Industrial & Engineering Chemistry Research, Vol.48, No.18, 8685-8696, 2009
Simultaneous Computational Fluid Dynamics (CFD) Simulation of the Hydrodynamics and Mass Transfer in a Partially Aerated Bubble Column
In this work, simultaneous hydrodynamics and mass-transfer Computational fluid dynamics (CFD) Studies ill a rectangular partially aerated bubble column were conducted. The proposed transient Eulerian-Eulerian model was applied to a two-phase flow composed of polydispersed air and water. Four different k(1) correlations were implemented in the CFD code, and the results were compared. At superficial gas velocity values ranging from 2.4 mm/s to 21.3 mm/s, the developed flow regimes were experimentally characterized by means of visual observations, global gas holdup, plume oscillation period, and Sauter mean bubble diameter measurements.
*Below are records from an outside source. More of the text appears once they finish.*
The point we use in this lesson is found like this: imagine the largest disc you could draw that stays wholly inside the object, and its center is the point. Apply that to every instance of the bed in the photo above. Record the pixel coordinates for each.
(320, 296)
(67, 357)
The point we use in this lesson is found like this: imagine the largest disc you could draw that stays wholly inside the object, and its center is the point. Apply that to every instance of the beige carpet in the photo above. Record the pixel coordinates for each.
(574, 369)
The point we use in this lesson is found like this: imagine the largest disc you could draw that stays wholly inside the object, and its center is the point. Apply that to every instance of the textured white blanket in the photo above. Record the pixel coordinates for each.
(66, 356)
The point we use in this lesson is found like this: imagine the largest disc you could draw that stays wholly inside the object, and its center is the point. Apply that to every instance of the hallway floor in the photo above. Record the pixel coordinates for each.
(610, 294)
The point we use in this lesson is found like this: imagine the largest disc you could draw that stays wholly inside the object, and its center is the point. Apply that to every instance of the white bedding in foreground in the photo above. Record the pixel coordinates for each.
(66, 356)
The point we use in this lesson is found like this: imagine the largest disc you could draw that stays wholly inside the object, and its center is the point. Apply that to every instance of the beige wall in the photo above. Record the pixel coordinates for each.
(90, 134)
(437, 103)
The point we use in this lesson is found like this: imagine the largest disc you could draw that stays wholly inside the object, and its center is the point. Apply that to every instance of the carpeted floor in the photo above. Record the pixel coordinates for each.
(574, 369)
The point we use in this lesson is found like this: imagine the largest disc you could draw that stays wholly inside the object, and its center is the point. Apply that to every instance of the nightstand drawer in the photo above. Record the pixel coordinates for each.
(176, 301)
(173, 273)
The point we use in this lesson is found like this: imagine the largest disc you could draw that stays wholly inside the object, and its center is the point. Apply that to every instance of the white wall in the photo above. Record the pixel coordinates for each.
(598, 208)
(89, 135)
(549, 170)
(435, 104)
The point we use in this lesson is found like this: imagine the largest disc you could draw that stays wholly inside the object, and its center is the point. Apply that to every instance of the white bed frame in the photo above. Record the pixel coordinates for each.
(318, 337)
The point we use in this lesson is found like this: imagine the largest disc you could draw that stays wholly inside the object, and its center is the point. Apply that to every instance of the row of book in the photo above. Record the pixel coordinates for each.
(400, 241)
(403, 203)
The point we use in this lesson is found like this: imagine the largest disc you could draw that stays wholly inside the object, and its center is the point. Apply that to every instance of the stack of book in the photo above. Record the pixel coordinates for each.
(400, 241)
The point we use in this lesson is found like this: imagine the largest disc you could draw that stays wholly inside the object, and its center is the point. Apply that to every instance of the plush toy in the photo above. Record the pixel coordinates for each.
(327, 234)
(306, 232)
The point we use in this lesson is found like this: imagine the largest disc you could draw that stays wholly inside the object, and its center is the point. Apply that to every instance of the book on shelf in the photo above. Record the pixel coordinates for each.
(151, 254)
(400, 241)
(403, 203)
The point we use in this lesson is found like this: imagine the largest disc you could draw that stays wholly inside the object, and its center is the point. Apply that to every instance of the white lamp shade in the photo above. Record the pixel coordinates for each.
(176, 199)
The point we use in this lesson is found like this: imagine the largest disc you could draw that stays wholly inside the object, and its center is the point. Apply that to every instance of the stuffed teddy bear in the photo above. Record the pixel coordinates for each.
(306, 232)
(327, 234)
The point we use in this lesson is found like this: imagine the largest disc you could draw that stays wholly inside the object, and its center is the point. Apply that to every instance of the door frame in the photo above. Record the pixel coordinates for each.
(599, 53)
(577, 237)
Simultaneously, the transfer of oxygen from the disperse phase to the initially deoxygenized water was characterized by the measurement of the evolution of the dissolved oxygen concentration with time. Comparison between the experimental and simulated parameters previously mentioned allows for the validation of the computational model. According to the results presented in this work, experimental and simulated hydrodynamic and mass-transfer results show a remarkable agreement at all studied superficial gas velocity values. In addition, mass-transfer results reveal (1) no influence on the developed hydrodynamics, (2) the adequacy of the selected k(1) correlations obtained by all attentive simplification of mass-transfer equations, and (3) the enhancement of mass-transfer processes when using partially aerated bubble columns.